White supremacy is an extremist racial ideology that works to advance the belief that the white race is superior to other races, therefore declaring the national dominance of their race compared to other races. The actions, made in the name of the white supremacist ideology, are not only to suppress people of the non-white races but to strengthen and exert their power to advance themselves in society. 

Studies, specifically that of The Investigative Fund, echo the pattern and the statistic that 1% of U.S. domestic terror perpetrators came from one of the countries banned under Trump’s executive order (Iran, Libya, Somalia, Sudan, Syria, and Yemen). President Trump has failed to account for the threat that radical American right-wing violence plays in the undermining of American security.

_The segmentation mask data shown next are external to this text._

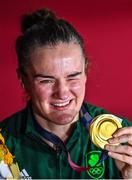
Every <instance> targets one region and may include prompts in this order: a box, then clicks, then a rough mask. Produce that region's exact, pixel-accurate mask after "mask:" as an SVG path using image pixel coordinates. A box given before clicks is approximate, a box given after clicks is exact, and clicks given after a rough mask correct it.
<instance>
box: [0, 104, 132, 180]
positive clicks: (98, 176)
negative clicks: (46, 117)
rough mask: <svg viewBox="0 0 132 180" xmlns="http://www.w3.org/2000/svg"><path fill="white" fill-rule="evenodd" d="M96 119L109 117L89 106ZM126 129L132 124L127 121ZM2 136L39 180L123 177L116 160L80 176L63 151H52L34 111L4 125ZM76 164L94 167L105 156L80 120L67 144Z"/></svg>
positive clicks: (94, 166)
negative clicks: (41, 136)
mask: <svg viewBox="0 0 132 180" xmlns="http://www.w3.org/2000/svg"><path fill="white" fill-rule="evenodd" d="M86 107H87V110H88V112H89V114H90V115H91V116H92V117H95V116H97V115H99V114H104V113H107V112H106V111H105V110H103V109H101V108H99V107H95V106H93V105H90V104H86ZM122 125H123V126H131V125H132V123H131V122H128V121H127V120H125V119H124V120H123V122H122ZM0 128H1V129H2V135H3V136H4V138H5V141H6V145H7V147H8V148H9V150H10V152H11V153H12V154H13V155H14V156H15V159H16V161H17V162H18V164H19V168H20V170H21V171H22V170H23V169H25V170H26V172H27V173H28V175H29V176H30V177H31V178H35V179H41V178H42V179H51V178H52V179H119V178H122V177H121V173H120V172H119V171H118V170H117V168H116V166H115V163H114V160H113V159H112V158H110V157H108V158H107V159H106V160H105V161H103V162H101V163H100V164H98V166H93V168H91V169H90V170H89V171H85V172H81V173H79V172H76V171H75V170H73V169H72V168H71V167H70V165H69V163H68V159H67V155H66V154H65V153H64V152H63V151H57V150H54V149H53V148H51V147H50V146H49V145H48V144H47V143H46V142H45V141H44V140H42V137H41V136H40V134H39V133H38V132H36V130H35V127H34V123H33V120H32V114H31V108H30V106H29V105H28V106H27V107H26V108H25V109H24V110H22V111H20V112H17V113H16V114H14V115H12V116H11V117H9V118H7V119H6V120H4V121H2V122H1V124H0ZM66 147H67V149H68V151H69V152H70V155H71V158H72V160H73V162H74V163H76V164H77V165H79V166H92V165H94V163H95V160H97V159H98V158H99V156H100V154H101V151H102V150H101V149H100V148H98V147H96V146H95V145H94V144H93V143H92V142H91V140H90V137H89V133H88V132H87V131H86V129H85V127H84V125H83V124H82V123H81V122H80V120H78V122H77V123H76V125H75V127H74V130H73V133H72V135H71V137H70V138H69V140H68V142H67V143H66Z"/></svg>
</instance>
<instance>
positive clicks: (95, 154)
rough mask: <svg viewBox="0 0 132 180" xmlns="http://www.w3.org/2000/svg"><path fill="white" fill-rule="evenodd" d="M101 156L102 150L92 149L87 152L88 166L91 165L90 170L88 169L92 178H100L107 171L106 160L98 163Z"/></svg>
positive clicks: (86, 166)
mask: <svg viewBox="0 0 132 180" xmlns="http://www.w3.org/2000/svg"><path fill="white" fill-rule="evenodd" d="M100 156H101V151H91V152H89V153H87V154H86V167H89V166H90V167H91V168H90V170H88V171H87V173H88V175H89V176H90V177H91V178H94V179H99V178H101V177H102V176H103V175H104V172H105V164H104V161H102V162H100V163H98V164H97V162H98V161H99V158H100ZM96 164H97V165H96Z"/></svg>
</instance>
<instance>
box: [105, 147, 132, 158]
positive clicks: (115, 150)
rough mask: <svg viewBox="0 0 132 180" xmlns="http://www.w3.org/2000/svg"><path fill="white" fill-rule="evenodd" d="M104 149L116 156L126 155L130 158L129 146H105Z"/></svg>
mask: <svg viewBox="0 0 132 180" xmlns="http://www.w3.org/2000/svg"><path fill="white" fill-rule="evenodd" d="M105 149H106V150H107V151H110V152H115V153H118V154H122V155H123V154H124V155H128V156H132V147H131V146H129V145H118V146H114V145H108V144H107V145H106V146H105Z"/></svg>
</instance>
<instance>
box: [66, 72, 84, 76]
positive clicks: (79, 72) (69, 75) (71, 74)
mask: <svg viewBox="0 0 132 180" xmlns="http://www.w3.org/2000/svg"><path fill="white" fill-rule="evenodd" d="M80 74H82V72H75V73H72V74H69V75H68V76H67V77H75V76H78V75H80Z"/></svg>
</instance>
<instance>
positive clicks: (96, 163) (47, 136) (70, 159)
mask: <svg viewBox="0 0 132 180" xmlns="http://www.w3.org/2000/svg"><path fill="white" fill-rule="evenodd" d="M80 118H81V122H82V123H83V125H84V127H85V128H86V130H87V131H88V128H89V126H90V124H91V122H92V120H93V118H92V117H91V116H90V114H89V113H88V112H87V110H86V108H85V104H83V105H82V107H81V110H80ZM34 123H35V128H36V130H37V132H38V133H39V134H40V135H41V136H42V137H44V138H45V139H46V140H48V141H50V142H52V143H53V144H54V145H56V147H59V148H60V149H61V150H62V151H63V152H65V153H66V154H67V158H68V162H69V164H70V166H71V167H72V169H74V170H76V171H78V172H82V171H87V170H89V169H90V168H91V167H80V166H78V165H77V164H75V163H74V162H73V161H72V159H71V156H70V153H69V152H68V150H67V148H66V145H65V144H64V142H63V141H62V140H61V139H60V138H59V137H58V136H56V135H55V134H53V133H51V132H49V131H47V130H46V129H44V128H42V127H41V126H40V125H39V124H38V122H37V121H36V120H35V119H34ZM106 158H107V153H106V151H105V150H104V151H102V153H101V156H100V159H99V161H98V162H97V163H96V165H97V164H98V163H100V162H102V161H104V160H105V159H106ZM96 165H95V166H96Z"/></svg>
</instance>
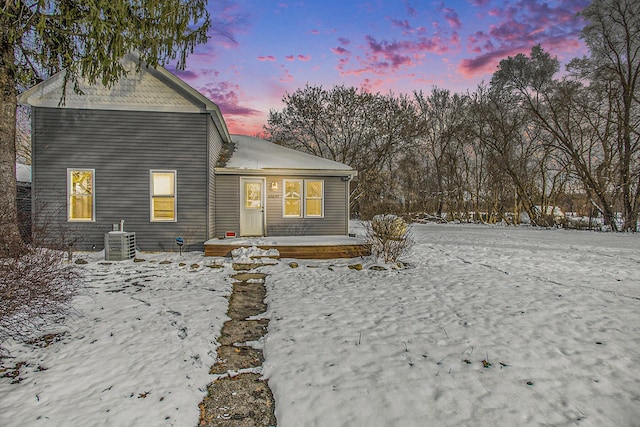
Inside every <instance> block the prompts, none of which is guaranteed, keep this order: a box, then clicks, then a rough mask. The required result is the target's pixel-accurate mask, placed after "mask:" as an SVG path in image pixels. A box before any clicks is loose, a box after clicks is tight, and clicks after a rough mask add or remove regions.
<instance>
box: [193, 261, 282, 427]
mask: <svg viewBox="0 0 640 427" xmlns="http://www.w3.org/2000/svg"><path fill="white" fill-rule="evenodd" d="M259 265H262V264H257V265H253V264H247V265H245V264H234V265H233V268H234V270H241V271H240V272H238V273H236V274H234V275H233V276H231V277H232V278H233V279H235V280H236V282H235V283H234V284H233V290H232V292H231V296H230V297H229V309H228V311H227V316H229V318H230V319H231V320H229V321H227V322H226V323H225V324H224V325H223V327H222V332H221V335H220V338H219V339H218V343H219V344H220V347H218V350H217V353H218V361H217V362H216V364H215V365H213V366H212V367H211V374H214V375H218V376H219V377H218V379H217V380H215V381H214V382H213V383H211V384H210V385H209V386H208V395H207V397H205V398H204V400H203V401H202V402H201V403H200V405H199V407H200V423H199V425H200V426H203V427H204V426H220V427H226V426H234V427H250V426H260V427H269V426H275V425H276V417H275V414H274V411H275V402H274V400H273V395H272V393H271V390H270V389H269V385H268V384H267V382H266V381H265V380H261V379H260V377H261V373H260V372H261V370H262V363H263V361H264V357H263V355H262V350H261V349H258V348H254V346H251V345H248V344H250V343H251V342H255V341H258V340H260V338H262V337H264V335H265V334H266V333H267V327H268V324H269V320H268V319H251V320H250V319H249V318H251V317H253V316H257V315H259V314H262V313H264V312H265V311H266V310H267V305H266V304H265V302H264V298H265V296H266V293H267V291H266V288H265V285H264V282H265V278H266V274H263V273H252V272H250V271H249V270H251V269H252V268H254V267H256V266H259Z"/></svg>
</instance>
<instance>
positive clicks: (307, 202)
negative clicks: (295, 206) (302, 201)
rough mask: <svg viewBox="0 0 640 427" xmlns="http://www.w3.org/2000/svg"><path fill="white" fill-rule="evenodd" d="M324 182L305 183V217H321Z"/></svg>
mask: <svg viewBox="0 0 640 427" xmlns="http://www.w3.org/2000/svg"><path fill="white" fill-rule="evenodd" d="M322 184H323V181H305V216H307V217H321V216H322V215H323V212H322V197H323V189H322Z"/></svg>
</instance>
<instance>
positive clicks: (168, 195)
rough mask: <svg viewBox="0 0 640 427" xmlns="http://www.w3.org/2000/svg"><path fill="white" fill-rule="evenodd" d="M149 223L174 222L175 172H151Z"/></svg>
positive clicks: (174, 214)
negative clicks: (160, 222) (150, 204)
mask: <svg viewBox="0 0 640 427" xmlns="http://www.w3.org/2000/svg"><path fill="white" fill-rule="evenodd" d="M151 221H176V171H154V170H152V171H151Z"/></svg>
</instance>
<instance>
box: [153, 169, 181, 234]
mask: <svg viewBox="0 0 640 427" xmlns="http://www.w3.org/2000/svg"><path fill="white" fill-rule="evenodd" d="M154 173H172V174H173V219H155V218H153V174H154ZM149 221H150V222H178V171H177V170H170V169H151V170H149Z"/></svg>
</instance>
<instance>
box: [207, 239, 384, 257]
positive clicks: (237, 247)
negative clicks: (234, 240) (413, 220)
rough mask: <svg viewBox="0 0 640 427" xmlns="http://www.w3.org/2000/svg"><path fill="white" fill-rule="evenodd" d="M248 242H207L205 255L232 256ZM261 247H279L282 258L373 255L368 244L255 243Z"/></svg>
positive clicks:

The mere sight of an Arab or a Muslim creates concern or fear, but the sight of white supremacy fails to elicit national uproar and fear. Many continue to fear ISIS and other known terrorist groups and organizations but are blind to the real threat that white supremacists and those who utilize such an ideology pose in our country and our world today.

To implement their beliefs, white supremacists utilize violence to instill fear in order to promote their ideological agenda. This is the literal definition of terrorism. White Supremacists are a domestic terrorist group, but yet again, many individuals and news outlets have failed to label it for what it truly is: a terrorist group.

Organizations, such as the Ku Klux Klan, rallies, demonstrations, and riots that have been formed in the name of white supremacist sentiments have occurred throughout American history. The United States continuously fears ideological extremist groups in the Middle East like that of ISIS and Al Qaeda, but literally fails to acknowledge and condemn the domestic extremist racial terrorist group that has plagued our country for decades: believers of the white supremacy ideology. 

As a nation, we need to open our eyes to understand what is actually happening and who the actual threats are, as opposed to just reaching solutions and conclusions on the basis of generalizations. It is up to us to change the rhetoric in which we choose to think and speak. Changing this rhetoric only comes through truth, and to reach the truth we must ask ourselves this one question: who is actually more detrimental to America’s domestic safety: white supremacists or the many Arabs and Muslims who we continue to refer to as “radical Islamic terrorists”?